Kranken-Zusatzversicherungen werden immer beliebter

Deutsche Beschäftigte befinden die Leistungen und die Behandlungsqualität, die durch die gesetzlichen Krankenkassen gewährt wird, zum großen Teil für nicht mehr zufriedenstellend. Rund die Hälfte von ihnen geht davon aus, dass eine Kranken-Zusatzversicherung in Zukunft unverzichtbar wird. Die große Mehrheit (94%) der Befragten ist dementsprechend auch bereit, selbst finanziell aktiv zu werden. Insbesondere Zahnersatzpolicen, aber auch Vorsorgeprodukte sowie Pflegeergänzungsversicherungen sind gefragt. Arbeitgeber können sich vor diesem Hintergrund im aktuellen War for Talents vorteilhaft positionieren, wenn sie solche Zusatzversicherungen fördern und bezuschussen: Über die Hälfte der Befragten (53%) finden die Option einer arbeitgeberfinanzierten Kranken-Zusatzversicherung sehr interessant.

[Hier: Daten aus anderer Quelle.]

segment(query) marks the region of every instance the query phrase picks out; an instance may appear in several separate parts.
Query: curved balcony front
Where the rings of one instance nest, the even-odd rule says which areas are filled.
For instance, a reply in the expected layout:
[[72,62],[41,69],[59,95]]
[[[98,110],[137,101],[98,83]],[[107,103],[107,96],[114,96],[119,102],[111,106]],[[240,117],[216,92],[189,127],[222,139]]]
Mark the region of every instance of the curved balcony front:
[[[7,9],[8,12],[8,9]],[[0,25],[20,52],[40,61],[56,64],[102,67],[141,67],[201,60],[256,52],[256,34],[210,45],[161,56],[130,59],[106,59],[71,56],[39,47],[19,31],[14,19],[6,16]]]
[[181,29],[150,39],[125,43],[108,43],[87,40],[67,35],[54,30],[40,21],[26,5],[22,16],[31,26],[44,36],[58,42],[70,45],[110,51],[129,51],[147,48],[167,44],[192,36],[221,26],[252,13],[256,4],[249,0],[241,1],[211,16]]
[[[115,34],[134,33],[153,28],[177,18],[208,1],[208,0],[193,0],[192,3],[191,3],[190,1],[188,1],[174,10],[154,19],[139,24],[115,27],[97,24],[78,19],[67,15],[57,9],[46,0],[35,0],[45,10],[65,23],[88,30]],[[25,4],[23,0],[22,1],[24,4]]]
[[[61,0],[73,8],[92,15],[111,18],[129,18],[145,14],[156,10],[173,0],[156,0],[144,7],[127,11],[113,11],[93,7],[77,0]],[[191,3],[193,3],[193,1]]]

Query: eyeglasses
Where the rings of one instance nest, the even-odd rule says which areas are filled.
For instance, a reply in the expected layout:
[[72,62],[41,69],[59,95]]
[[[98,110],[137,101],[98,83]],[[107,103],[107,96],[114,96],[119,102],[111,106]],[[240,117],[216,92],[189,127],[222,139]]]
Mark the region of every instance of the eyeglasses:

Dies sind die zentralen Erkenntnisse aus der Studie „Kranken-Zusatzversicherung – Bedarf an Gesundheitsleistungen“ der Unternehmensberatung Towers Watson. Es wurden rund 1.000 Arbeitnehmer im Alter von 20 bis 55 Jahren befragt, die gesetzlich pflichtig oder freiwillig krankenversichert sind.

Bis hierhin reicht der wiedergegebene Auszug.